Olympic golden girl lifts US massacre town
A bloody movie theatre massacre cast a shadow over this corner of Colorado, but the golden Olympic performance of local teenager Missy Franklin has proved a light in the darkness.
- Agence France-Presse
- Updated: August 01, 2012 04:53 pm IST
A bloody movie theatre massacre cast a shadow over this corner of Colorado, but the golden Olympic performance of local teenager Missy Franklin has proved a light in the darkness.
The 17-year-old high school senior with her open smile was a minor local star before she set off for her first Olympic Games in London, but she has since set the swimming world alight and cheered the mood in her US hometown.
Franklin attends high school in Aurora, the town where earlier this month a crazed gunman opened fire at a midnigh showing of a new Batman film and killed 12 moviegoers, and lives in nearby Centennial, where he is on trial.

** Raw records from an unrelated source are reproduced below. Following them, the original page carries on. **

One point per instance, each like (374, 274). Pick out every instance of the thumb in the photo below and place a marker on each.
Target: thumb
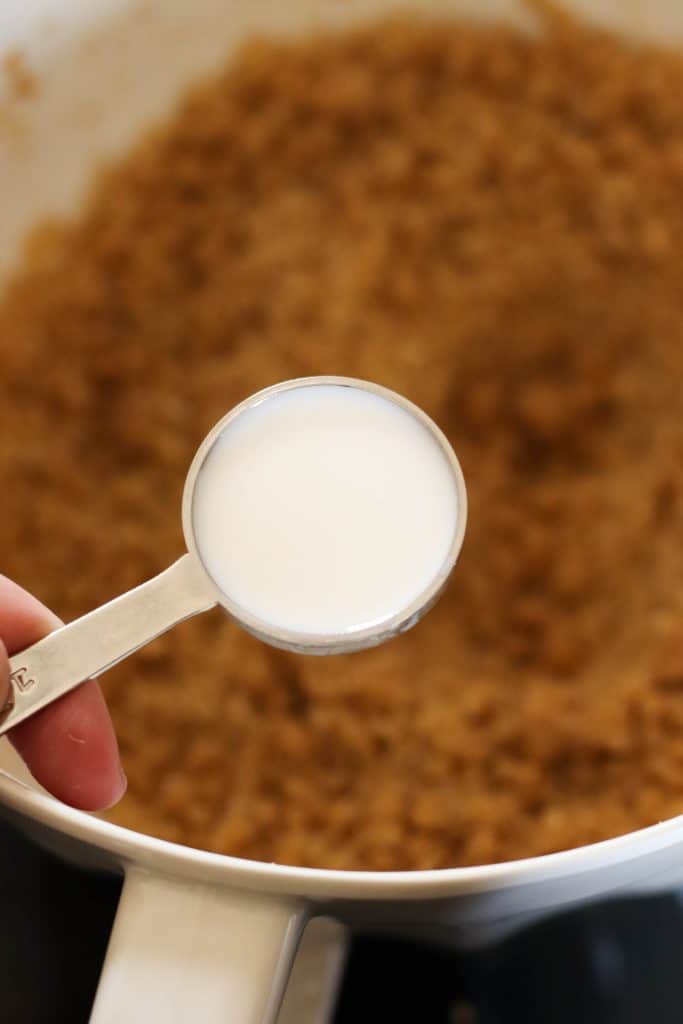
(4, 677)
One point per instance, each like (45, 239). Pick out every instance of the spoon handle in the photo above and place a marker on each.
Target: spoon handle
(93, 643)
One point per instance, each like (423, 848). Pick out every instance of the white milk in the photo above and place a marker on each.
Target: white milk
(325, 509)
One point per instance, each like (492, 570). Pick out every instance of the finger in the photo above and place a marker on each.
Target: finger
(70, 747)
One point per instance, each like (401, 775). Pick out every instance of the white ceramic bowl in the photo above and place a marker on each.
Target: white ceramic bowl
(201, 937)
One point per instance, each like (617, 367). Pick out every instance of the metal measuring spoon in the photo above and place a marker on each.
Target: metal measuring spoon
(85, 648)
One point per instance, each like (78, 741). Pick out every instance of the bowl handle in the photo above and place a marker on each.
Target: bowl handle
(182, 951)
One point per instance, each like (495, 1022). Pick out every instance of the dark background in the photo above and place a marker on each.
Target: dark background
(612, 963)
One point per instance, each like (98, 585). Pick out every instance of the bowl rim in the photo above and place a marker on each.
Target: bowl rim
(127, 849)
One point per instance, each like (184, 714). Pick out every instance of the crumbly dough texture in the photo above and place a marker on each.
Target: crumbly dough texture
(491, 224)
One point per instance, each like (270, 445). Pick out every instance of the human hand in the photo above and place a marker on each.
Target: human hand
(70, 747)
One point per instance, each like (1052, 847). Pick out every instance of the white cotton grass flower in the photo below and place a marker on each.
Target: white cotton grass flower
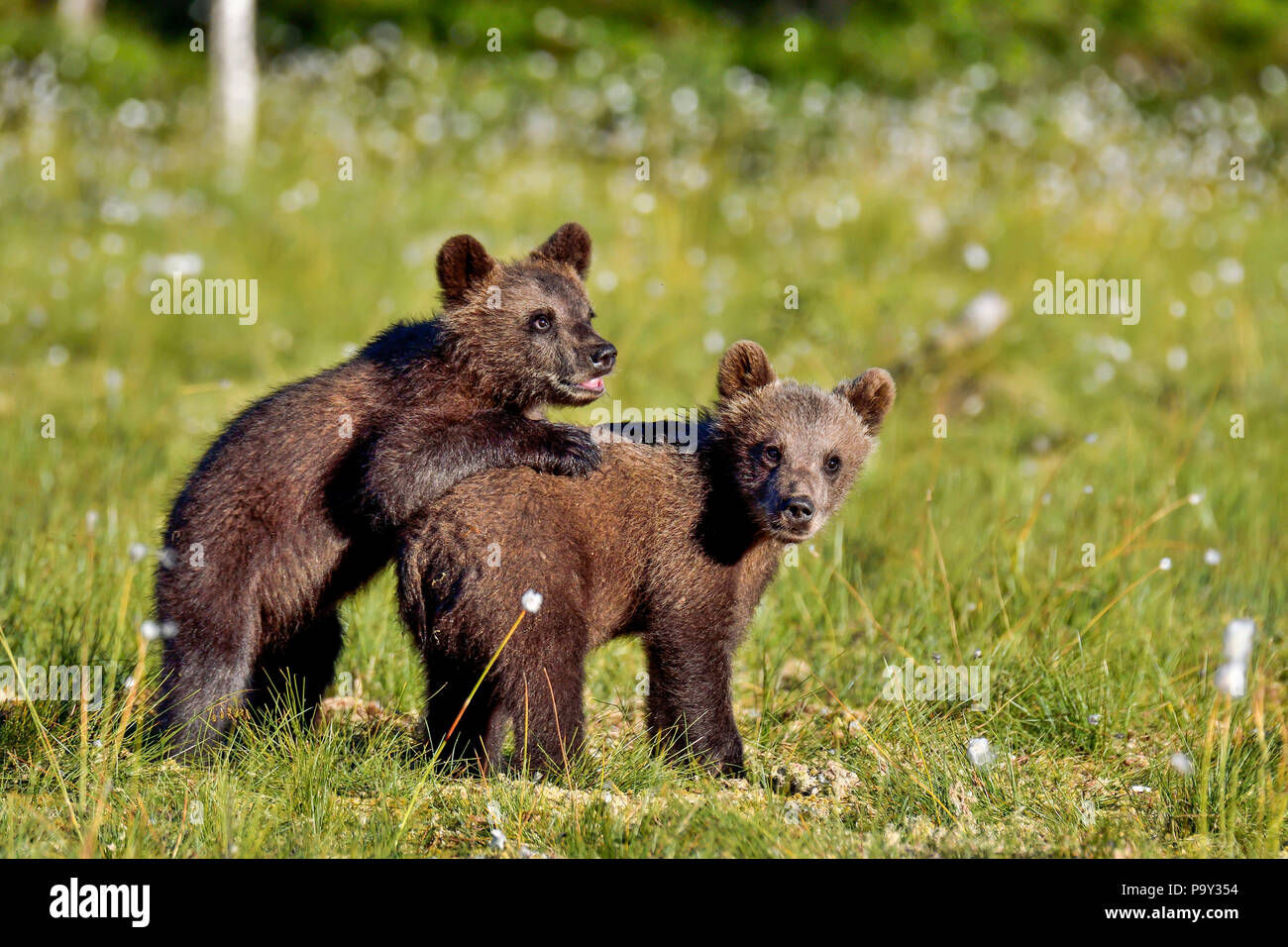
(1232, 677)
(1237, 639)
(979, 751)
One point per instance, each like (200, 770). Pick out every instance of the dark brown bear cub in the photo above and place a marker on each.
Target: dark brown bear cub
(675, 548)
(297, 502)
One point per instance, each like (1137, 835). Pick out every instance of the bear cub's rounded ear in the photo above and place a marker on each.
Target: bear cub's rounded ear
(745, 368)
(571, 245)
(871, 394)
(463, 264)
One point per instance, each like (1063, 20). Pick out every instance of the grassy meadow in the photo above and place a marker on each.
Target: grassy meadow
(1008, 451)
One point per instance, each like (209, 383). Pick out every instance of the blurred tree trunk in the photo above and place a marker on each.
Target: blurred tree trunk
(236, 75)
(80, 17)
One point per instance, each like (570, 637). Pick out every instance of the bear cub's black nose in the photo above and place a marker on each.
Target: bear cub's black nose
(604, 359)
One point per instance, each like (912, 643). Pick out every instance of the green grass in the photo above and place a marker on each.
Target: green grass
(973, 541)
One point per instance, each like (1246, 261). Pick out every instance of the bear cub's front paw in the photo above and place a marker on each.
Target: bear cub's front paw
(568, 451)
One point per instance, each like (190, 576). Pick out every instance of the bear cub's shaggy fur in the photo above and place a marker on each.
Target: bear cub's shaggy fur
(297, 502)
(674, 548)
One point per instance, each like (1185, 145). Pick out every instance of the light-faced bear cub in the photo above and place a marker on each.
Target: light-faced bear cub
(674, 548)
(299, 500)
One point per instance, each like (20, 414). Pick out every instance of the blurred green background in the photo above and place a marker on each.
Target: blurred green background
(767, 170)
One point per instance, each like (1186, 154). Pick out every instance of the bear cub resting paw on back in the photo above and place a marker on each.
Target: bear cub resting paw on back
(674, 548)
(297, 502)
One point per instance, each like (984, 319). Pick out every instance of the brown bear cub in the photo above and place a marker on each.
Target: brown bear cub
(674, 548)
(299, 501)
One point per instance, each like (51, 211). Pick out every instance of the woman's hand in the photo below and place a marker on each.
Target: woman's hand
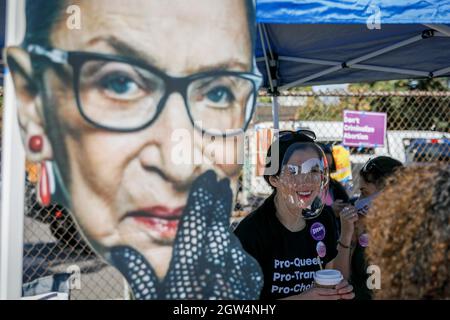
(207, 262)
(348, 216)
(343, 291)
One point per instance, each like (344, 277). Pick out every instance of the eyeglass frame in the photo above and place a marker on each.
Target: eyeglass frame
(76, 59)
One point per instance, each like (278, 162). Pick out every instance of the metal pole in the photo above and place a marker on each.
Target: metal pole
(13, 172)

She heard about the shootings in London, where she was preparing for the event of her young life, and spoke from the heart.
"Every single race I'm going to have that Colorado incident back on my mind. It's such a terrible thing and I'm so shaken by it. They're in my thoughts this entire process," she said.
Shaken, perhaps, but not defeated.
Franklin chalked up a bronze medal in the four by 200-meter freestyle relay and won gold in the 100-meter backstroke, despite racing only 15 minutes after qualifying for the finals in the 200-meter freestyle.
And she has more races to come.
"With everything that's been going on here lately, the wildfires and the shootings in Aurora, it's really special,"
said Tom Suko, 27, a cashier at a sporting goods store near Franklin's home in the Denver suburbs.
"These people can use someone to rally around," he said.
"She's a great story and someone a community can be proud of."